А потом ему исполнилось семнадцать, и по всей комнате были разложены разноцветные мигающие огоньки, и елка, стоявшая в центре комнаты, была очень тщательно украшена. Брат сидел рядом, прислонившись к стене, и, закрывая ладонью дыру в животе, повторял: «Ты сгоришь в аду, ты сгоришь в аду, ты сгоришь». Брат не знал, что ад давно, давно, давно был здесь. Ад был внутри него.
Он напевал «Сияй, маленькая звездочка» и оборачивал круг за кругом еловые лапки тонкой лентой, которая тянулась из его брата, и ветки проламывались под тяжестью. И это было самое лучшее Рождество, с лучшими подарками, потому что на следующее утро, когда он проснулся и пошел на кухню за куском кекса, он посмотрел на то, что осталось от его семьи. И впервые почувствовал себя свободным.
- Теперь никто из вас не будет страдать. Теперь вы можете любить друг друга, - я присаживаюсь рядом с матерью и сжимаю ее чуть теплые пальцы. – Больше не нужно терпеть боль, мама. Больше не нужно.

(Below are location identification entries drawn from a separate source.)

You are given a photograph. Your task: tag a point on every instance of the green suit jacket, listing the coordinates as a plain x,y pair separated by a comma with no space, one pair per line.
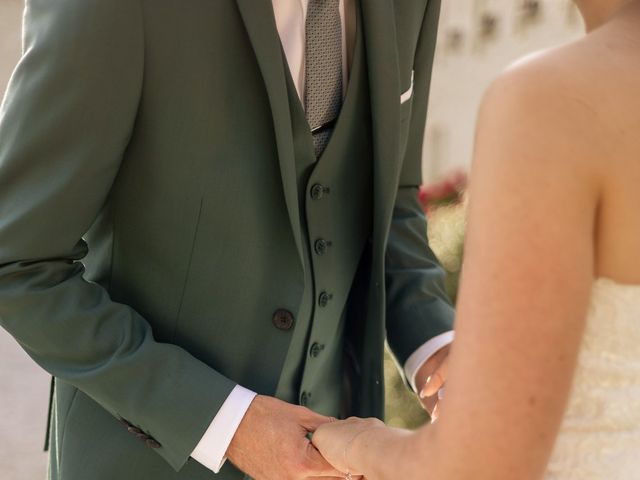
149,216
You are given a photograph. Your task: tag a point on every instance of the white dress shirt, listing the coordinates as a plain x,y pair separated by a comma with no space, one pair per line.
211,451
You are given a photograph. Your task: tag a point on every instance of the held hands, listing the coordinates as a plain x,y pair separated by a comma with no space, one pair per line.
271,443
430,379
336,440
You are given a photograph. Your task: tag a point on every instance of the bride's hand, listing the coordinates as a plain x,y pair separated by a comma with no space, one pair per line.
335,440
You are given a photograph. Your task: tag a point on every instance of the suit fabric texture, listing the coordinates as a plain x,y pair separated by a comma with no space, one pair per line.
159,222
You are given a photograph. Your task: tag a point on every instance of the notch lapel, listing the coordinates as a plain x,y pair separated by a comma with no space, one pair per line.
260,24
384,82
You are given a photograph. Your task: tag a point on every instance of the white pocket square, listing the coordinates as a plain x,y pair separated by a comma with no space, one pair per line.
407,95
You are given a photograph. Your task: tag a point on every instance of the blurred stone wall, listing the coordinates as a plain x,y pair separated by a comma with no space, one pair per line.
477,40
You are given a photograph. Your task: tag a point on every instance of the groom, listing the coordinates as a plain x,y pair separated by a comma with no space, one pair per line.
205,200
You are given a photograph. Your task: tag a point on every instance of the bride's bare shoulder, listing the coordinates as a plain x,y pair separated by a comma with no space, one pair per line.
572,102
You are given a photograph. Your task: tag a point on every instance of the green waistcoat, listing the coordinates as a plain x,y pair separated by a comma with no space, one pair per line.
335,217
159,217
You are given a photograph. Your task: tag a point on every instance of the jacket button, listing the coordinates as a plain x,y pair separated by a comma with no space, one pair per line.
318,191
316,349
323,299
282,319
321,246
152,443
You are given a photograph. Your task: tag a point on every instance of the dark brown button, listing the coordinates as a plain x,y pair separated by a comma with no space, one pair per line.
316,349
318,191
282,319
323,299
134,430
152,443
321,246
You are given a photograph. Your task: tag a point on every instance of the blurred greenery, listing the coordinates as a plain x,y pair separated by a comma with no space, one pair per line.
446,237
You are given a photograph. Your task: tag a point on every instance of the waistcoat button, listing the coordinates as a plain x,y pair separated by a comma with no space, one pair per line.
318,191
282,319
323,299
321,246
316,349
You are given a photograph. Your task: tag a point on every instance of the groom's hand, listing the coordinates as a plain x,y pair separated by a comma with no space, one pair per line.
431,378
271,442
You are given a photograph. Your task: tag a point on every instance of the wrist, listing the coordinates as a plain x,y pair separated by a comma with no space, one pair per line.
353,448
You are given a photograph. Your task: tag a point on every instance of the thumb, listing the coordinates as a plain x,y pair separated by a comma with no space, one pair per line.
436,381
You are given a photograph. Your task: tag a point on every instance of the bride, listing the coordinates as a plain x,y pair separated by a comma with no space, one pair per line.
544,375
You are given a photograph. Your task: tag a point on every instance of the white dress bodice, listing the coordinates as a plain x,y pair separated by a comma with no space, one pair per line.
600,435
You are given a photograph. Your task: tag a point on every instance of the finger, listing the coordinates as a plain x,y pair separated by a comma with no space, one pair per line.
311,420
436,381
435,413
319,467
430,404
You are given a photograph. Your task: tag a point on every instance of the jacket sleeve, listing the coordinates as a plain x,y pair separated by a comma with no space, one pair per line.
418,308
64,124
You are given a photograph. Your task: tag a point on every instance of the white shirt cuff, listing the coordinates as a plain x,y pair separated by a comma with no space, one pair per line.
424,353
212,449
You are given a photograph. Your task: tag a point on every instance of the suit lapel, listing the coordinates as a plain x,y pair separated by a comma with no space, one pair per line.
260,24
382,60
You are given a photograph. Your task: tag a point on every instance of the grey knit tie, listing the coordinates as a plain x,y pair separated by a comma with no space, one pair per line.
323,85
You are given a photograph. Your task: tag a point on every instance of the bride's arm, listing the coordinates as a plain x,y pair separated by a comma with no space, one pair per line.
526,283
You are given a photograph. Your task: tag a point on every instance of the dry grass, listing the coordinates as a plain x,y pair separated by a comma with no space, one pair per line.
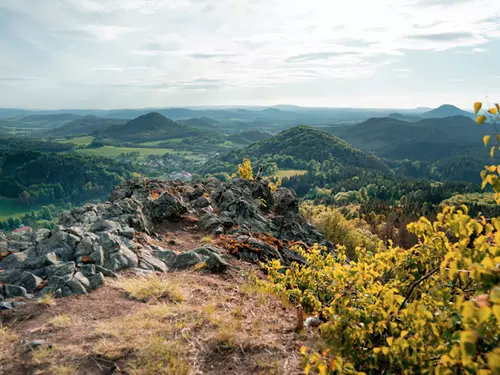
151,288
47,300
61,321
8,340
207,239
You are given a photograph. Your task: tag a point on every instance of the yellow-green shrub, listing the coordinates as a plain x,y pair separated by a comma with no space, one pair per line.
431,309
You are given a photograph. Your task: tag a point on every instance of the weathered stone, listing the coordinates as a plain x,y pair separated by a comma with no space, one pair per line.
149,262
186,260
124,258
76,286
30,282
101,225
166,256
61,269
216,263
97,281
202,202
106,272
15,260
78,276
87,270
12,291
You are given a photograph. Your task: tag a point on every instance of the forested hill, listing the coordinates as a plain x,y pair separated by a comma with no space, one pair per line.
305,143
152,126
84,125
426,140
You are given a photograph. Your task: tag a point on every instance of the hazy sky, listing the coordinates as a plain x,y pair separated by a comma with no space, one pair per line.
149,53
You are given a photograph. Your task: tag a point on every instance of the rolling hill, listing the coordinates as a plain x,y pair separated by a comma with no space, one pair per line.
306,143
149,127
84,126
446,110
425,140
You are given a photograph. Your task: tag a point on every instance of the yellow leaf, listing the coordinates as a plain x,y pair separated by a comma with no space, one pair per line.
484,314
496,311
477,106
322,369
495,295
486,140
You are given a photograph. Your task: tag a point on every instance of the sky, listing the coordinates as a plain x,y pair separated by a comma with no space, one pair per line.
320,53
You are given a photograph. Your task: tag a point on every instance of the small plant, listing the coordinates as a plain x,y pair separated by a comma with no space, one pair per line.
47,300
149,288
245,170
61,321
207,239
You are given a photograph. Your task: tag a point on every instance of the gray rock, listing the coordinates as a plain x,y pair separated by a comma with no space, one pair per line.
142,273
76,287
167,206
124,258
97,281
88,270
40,235
187,260
149,262
101,225
166,256
36,344
202,202
13,276
16,246
14,260
216,263
30,282
78,276
12,291
106,272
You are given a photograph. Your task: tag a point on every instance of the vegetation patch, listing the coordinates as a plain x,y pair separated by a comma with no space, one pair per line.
147,288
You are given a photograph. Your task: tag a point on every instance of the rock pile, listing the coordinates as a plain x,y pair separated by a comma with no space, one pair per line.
95,241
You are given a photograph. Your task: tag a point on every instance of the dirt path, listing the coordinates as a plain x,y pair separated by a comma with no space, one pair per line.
225,324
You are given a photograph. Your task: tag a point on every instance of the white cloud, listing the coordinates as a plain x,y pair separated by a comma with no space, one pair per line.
233,43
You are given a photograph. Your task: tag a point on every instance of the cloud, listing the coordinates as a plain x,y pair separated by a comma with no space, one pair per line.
235,46
211,55
318,56
444,37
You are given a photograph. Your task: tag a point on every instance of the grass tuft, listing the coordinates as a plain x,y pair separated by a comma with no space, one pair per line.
144,289
61,321
47,300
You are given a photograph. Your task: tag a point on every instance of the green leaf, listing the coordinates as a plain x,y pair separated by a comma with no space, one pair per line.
486,140
477,107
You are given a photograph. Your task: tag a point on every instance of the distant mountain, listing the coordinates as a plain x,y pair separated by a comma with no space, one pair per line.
400,116
446,110
425,140
201,122
249,137
306,143
149,127
50,118
83,126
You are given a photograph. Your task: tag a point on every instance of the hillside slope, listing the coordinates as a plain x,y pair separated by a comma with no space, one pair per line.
84,126
427,139
306,143
149,127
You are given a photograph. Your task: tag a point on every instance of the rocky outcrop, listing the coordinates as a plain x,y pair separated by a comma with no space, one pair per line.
93,242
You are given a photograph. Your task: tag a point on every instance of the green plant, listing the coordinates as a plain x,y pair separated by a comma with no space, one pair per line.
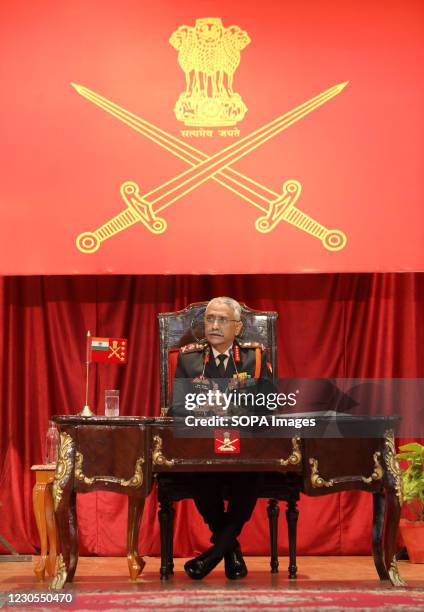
413,476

Папа, мама и брат. Они лежали втроем, и он сидел рядом с ними несколько суток, чтобы удостовериться: теперь им не больно. Теперь все будет в порядке. And I know that he loves Christmas because they always left with his family to the parents of my mother, to the mountains, and it was quiet, quiet, very quiet. No quarrel, no one yelling at each other, my mother is not hiding in the attic and did not scream, "You sick bastard!" - Threatening a gun to his father. The house was small, tiny box, lost in a narrow crevice, all took their seats around the table and ate in the sepulchral silence; grandmother knocked on the knife edge of the plate and frowned, looking at the turkey bones remaining on the middle of the table. They slept with his brother in the basement - damp and cold - and once he woke up in the middle of the night by rustling, thinking rat. A brother to crawl under the covers and squeaked like a beaten puppy, I saw that look and hissed: "Turn away, bastard" - but he still continued to look, and then pulled the blanket brother. I know that he loves Christmas; my brother was a little crooked penis, which he held in his hand, and with the power of delayed toward rapidly stroking the head of her fingers, and he, my skinny little boy with narrow shoulders, sat on the edge of my bed and listened to his brother, zazhevyvaya corner cushions He groaned: "come here." He came and he patted him on the neck: "Well done, well done, and now - take it in his mouth. Everybody does it. " In the mouth, slippery and salty, unpleasant and not enough air, and my brother puts pressure on the back of his head and says: "Good boy, good boy" - and he was six or seven? ? Six or seven ... Brother thirteen, and he has a heavy hand; it raises the hips and slaps him in the face: "Come on, faster" - and the sperm flows down his chin. And so for three years, three years, three years; I know that he loves Christmas.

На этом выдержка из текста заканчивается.